Come prevedibile, in Gran Bretagna la copertina fece scalpore dal momento che nel titolo, e quindi in bella vista, campeggiava la parola “Bollocks” che aveva un’accezione volgare. Fu una copertina asciutta, austera e senza i volti dei componenti della band raffigurati bensì uno sfondo giallo con il titolo dell’album e la scritta “Here’s the Sex Pistols”: qualcosa che si vedeva raramente nelle copertine di quel periodo e che lanciò una vera e propria tendenza nei successivi album punk. 

In fondo bastò veramente poco per scatenare i fari della critica sul disco – proprio ciò che voleva la band – ossia una singola parola che strizzava l’occhio al turpiloquio. Si moltiplicarono le accuse indignate di oscenità nei confronti della band per aver messo nel titolo il termine “Bollocks”, inaccettabile per le regole del buon costume in Gran Bretagna all’epoca. Alla pubblicazione del disco entrò in gioco persino la polizia britannica che censurò la copertina vietando categoricamente a tutti i negozi della Virgin Records di esporre in vetrina quella copertina con quel titolo. Il culmine della vicenda si raggiunse quando il titolare di uno store a Nottingham, dopo ripetute denunce e divieti di esporre la copertina in vetrina, venne arrestato dalla polizia perché si era rifiutato di rispettare l’imposizione.

Il processo contro il titolare del negozio ebbe una notevole eco tanto che intervenne Richard Branson, capo della casa discografica, per sostenere le spese legali dell’imputato.
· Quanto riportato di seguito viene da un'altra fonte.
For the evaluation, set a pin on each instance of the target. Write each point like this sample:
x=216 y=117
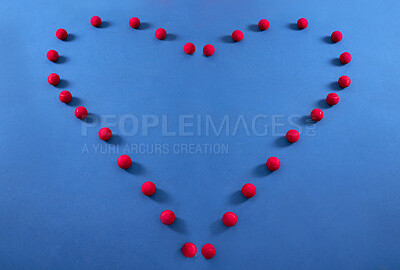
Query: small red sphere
x=53 y=79
x=189 y=250
x=189 y=48
x=229 y=219
x=336 y=36
x=332 y=99
x=302 y=23
x=345 y=58
x=65 y=96
x=61 y=34
x=52 y=55
x=167 y=217
x=292 y=136
x=208 y=50
x=124 y=162
x=134 y=22
x=344 y=81
x=95 y=21
x=317 y=115
x=105 y=134
x=273 y=163
x=80 y=112
x=208 y=251
x=263 y=24
x=148 y=188
x=249 y=190
x=237 y=35
x=160 y=33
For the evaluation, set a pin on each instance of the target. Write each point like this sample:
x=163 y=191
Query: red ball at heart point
x=160 y=33
x=208 y=251
x=134 y=22
x=332 y=99
x=302 y=23
x=237 y=35
x=80 y=112
x=229 y=219
x=189 y=250
x=317 y=115
x=95 y=21
x=249 y=190
x=61 y=34
x=292 y=136
x=65 y=96
x=273 y=164
x=263 y=24
x=167 y=217
x=105 y=133
x=52 y=55
x=53 y=79
x=148 y=188
x=124 y=162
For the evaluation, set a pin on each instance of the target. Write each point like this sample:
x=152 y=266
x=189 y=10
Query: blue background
x=334 y=204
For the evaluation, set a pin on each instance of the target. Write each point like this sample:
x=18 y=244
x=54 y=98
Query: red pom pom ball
x=124 y=162
x=263 y=24
x=161 y=34
x=167 y=217
x=189 y=48
x=61 y=34
x=189 y=250
x=302 y=23
x=208 y=50
x=105 y=134
x=134 y=22
x=237 y=35
x=65 y=96
x=148 y=188
x=344 y=81
x=332 y=99
x=95 y=21
x=273 y=164
x=292 y=136
x=336 y=36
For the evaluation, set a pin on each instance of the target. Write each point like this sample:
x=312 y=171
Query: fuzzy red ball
x=124 y=162
x=263 y=24
x=189 y=250
x=134 y=22
x=80 y=112
x=189 y=48
x=167 y=217
x=95 y=21
x=302 y=23
x=105 y=133
x=61 y=34
x=344 y=81
x=249 y=190
x=65 y=96
x=273 y=164
x=148 y=188
x=336 y=36
x=53 y=79
x=52 y=55
x=208 y=251
x=161 y=33
x=345 y=58
x=292 y=136
x=208 y=50
x=332 y=99
x=237 y=35
x=317 y=115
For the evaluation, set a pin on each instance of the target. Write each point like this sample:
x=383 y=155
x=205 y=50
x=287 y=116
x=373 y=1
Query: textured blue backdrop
x=334 y=204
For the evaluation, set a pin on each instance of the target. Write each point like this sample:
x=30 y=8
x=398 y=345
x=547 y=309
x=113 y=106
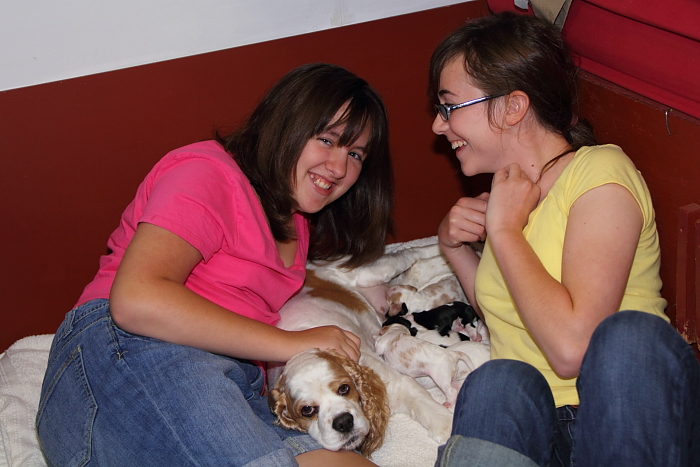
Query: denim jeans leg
x=639 y=387
x=509 y=403
x=114 y=398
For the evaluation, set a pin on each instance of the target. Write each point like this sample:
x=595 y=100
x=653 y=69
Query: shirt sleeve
x=193 y=198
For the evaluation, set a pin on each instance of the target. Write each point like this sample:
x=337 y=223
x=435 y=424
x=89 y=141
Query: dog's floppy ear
x=375 y=403
x=279 y=405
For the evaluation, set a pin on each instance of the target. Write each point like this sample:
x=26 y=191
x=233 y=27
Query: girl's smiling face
x=476 y=142
x=325 y=170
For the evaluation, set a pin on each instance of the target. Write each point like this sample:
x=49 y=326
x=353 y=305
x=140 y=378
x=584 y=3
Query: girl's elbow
x=122 y=310
x=567 y=363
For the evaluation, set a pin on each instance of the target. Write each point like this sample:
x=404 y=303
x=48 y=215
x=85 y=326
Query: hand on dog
x=466 y=222
x=330 y=338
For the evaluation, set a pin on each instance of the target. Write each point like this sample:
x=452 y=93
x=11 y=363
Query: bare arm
x=149 y=298
x=464 y=223
x=600 y=241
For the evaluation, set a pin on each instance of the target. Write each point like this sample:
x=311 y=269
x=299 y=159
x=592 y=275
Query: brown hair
x=267 y=147
x=505 y=52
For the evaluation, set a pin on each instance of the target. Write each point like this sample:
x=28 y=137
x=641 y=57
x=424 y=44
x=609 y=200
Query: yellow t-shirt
x=591 y=167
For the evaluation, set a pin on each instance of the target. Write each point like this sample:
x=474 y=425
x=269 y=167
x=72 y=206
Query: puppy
x=416 y=358
x=331 y=302
x=445 y=290
x=339 y=403
x=452 y=317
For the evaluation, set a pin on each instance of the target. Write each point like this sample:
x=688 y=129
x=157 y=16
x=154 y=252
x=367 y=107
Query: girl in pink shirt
x=155 y=365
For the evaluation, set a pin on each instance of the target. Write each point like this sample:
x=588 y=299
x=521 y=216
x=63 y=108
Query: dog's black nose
x=343 y=423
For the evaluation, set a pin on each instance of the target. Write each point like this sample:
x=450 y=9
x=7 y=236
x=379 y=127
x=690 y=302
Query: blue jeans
x=114 y=398
x=639 y=390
Durante il dibattimento in aula venne portato come testimone il professor James Kinsley, docente di letteratura inglese alla University of Nottingham, che dichiarò come la parola “bollocks” non potesse ritenersi oscena, in quanto legittimo termine arcaico in lingua inglese per riferirsi a un prete. 

Nelle conclusioni il giudice citò testualmente: “Proprio come i miei colleghi e io deploriamo con tutto il cuore il volgare sfruttamento dei peggiori istinti della natura umana per meri profitti commerciali da parte tua e della tua azienda, dobbiamo con riluttanza trovarti non colpevole di ognuna delle quattro accuse”. L’assoluzione del titolare del negozionon fu l’unico risultato di tutta questa vicenda; i tentativi di censura e le accuse di oscenità non fecero altro che aumentare la pubblicità e l’interesse dell’album, proprio come auspicavano i componenti della band. 

La provocazione messa in atto dai Sex Pistols era andata perfettamente a segno e una frase della Virgin Records, pubblicata sulle pagine dei quotidiani per pubblicizzare il disco, fu probabilmente l’espressione più emblematica per spiegare la dinamica dei fatti: “Forse la copertina non resterà ma l’album sì“.